The Jewish community in Budapest received some help from Jewish organizations in the United States, and somehow my father got his wholesale business running again. The Soviets gave him a kiosk where he sold all sorts of household goods.
In the meantime, my sisters had returned to school, and I resumed swimming and became quite athletic. I swam free of charge at the Jewish sports club, but on the weekends I would often go to a pool in a rather elegant hotel and pay a fee. I was the only Jewish girl on the team there, and I felt that the others hated me because I was Jewish. They constantly talked behind my back.

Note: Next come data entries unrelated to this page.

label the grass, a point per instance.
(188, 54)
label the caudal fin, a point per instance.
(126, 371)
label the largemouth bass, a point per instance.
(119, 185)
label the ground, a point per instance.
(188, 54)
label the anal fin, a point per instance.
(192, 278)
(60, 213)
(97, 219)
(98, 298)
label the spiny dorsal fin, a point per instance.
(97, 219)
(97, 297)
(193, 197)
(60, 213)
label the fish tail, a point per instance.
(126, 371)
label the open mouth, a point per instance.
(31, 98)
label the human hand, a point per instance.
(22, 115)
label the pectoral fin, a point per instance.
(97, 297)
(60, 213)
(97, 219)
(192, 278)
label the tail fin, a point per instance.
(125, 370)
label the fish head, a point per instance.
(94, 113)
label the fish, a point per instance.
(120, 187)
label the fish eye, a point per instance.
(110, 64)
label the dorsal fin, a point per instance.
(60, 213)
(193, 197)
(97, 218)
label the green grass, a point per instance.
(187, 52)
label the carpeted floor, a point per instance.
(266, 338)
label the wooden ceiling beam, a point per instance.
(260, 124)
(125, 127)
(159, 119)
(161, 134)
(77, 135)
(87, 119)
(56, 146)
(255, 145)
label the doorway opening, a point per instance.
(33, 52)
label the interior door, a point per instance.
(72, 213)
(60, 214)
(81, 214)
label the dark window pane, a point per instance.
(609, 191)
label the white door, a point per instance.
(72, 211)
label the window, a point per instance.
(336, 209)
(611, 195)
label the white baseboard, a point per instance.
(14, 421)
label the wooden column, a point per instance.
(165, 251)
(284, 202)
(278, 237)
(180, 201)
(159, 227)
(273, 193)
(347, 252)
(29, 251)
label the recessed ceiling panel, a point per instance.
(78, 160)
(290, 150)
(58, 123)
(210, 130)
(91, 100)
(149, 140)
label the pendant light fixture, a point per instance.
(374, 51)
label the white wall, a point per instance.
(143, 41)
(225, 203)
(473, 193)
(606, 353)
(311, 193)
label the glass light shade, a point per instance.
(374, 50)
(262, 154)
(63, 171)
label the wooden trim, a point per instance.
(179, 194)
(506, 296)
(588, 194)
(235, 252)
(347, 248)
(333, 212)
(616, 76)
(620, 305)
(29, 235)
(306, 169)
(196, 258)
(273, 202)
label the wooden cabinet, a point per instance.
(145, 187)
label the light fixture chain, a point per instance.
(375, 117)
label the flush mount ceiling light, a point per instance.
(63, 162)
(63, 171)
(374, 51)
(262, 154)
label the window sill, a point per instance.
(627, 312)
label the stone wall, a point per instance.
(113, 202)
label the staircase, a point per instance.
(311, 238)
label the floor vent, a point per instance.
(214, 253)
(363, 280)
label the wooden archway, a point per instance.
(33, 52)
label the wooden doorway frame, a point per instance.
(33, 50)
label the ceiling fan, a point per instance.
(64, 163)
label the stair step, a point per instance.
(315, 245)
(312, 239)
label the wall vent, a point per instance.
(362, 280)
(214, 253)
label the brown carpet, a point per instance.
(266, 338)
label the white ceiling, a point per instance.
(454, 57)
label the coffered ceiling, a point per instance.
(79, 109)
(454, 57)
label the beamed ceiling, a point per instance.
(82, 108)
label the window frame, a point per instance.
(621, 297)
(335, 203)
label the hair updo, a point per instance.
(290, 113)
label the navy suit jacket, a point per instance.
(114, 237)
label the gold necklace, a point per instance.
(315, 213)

One of the trainers at the Jewish sports club told me I should become a diver. I really didn’t want to dive but he insisted, took my hand, led me up the diving stairs and thrust me off the diving board. That was in 1946, when I was fifteen or sixteen years old. I became quite a good diver, and I won many medals.
I met George Stern, my future husband, at one of the pools. He was friends with a man who lived in our building. George had seen me at the club and had asked his friend about me. The friend advised him to go to the swimming pool, as I was often there. George dove into the water one day while I was swimming, touched my leg and then initiated a conversation. He walked me home after and we began seeing each other.
One cold day in February 1946, after I had finished swimming, I waited for my wet hair to dry before going outside. We didn’t have money for a hairdryer, so it took a long time. George waited for me all that time and then walked me home. He was so patient.
In the summer we often went for walks around the city. Budapest was gorgeous again by then. We continued to go out casually, but after a time we stopped seeing each other. We were just teenagers, and we were going to different schools, so we lost touch.
My mother died of a heart attack in 1947. The war had just been too much for her to endure. She was only forty-eight. My sister Éva and I had tried to help her, but we couldn’t. Losing her was unbearable. I remember being with Éva after we had seen that my mother had passed. We were both suffering so much, and it was especially hard for Éva, the youngest, who was so close to our mother. We cried all night, and in the morning went across the street to where my uncle Mandi and aunt Margit were living to tell them. They just couldn’t believe it.
At the time of my mother’s death, Klara had already left home to attend a rabbinical and teacher’s college. The director of the college, Dr. Sándor Scheiber, officiated at my mother’s funeral and attended the cemetery. Even George came to sit shiva with me and my family.
I did not go back to school after my mother died. I wanted to work and make money. Life was extremely hard for us in 1948. My father was a changed man. He had been a high-ranking army officer before the war and was deeply depressed afterward, even more so after my mother’s death. He would complain that the Germans had made us eat dirt and clean toilets. To make things worse, the Communist Party took his business away that year. My sisters encouraged him to remarry, which he eventually did, to a very nice woman.
I was finding postwar life in Budapest to be so difficult. The antisemitic attitudes and behaviour of the other members of the swimming team became unbearable, and I just wanted to leave Hungary and go to Israel.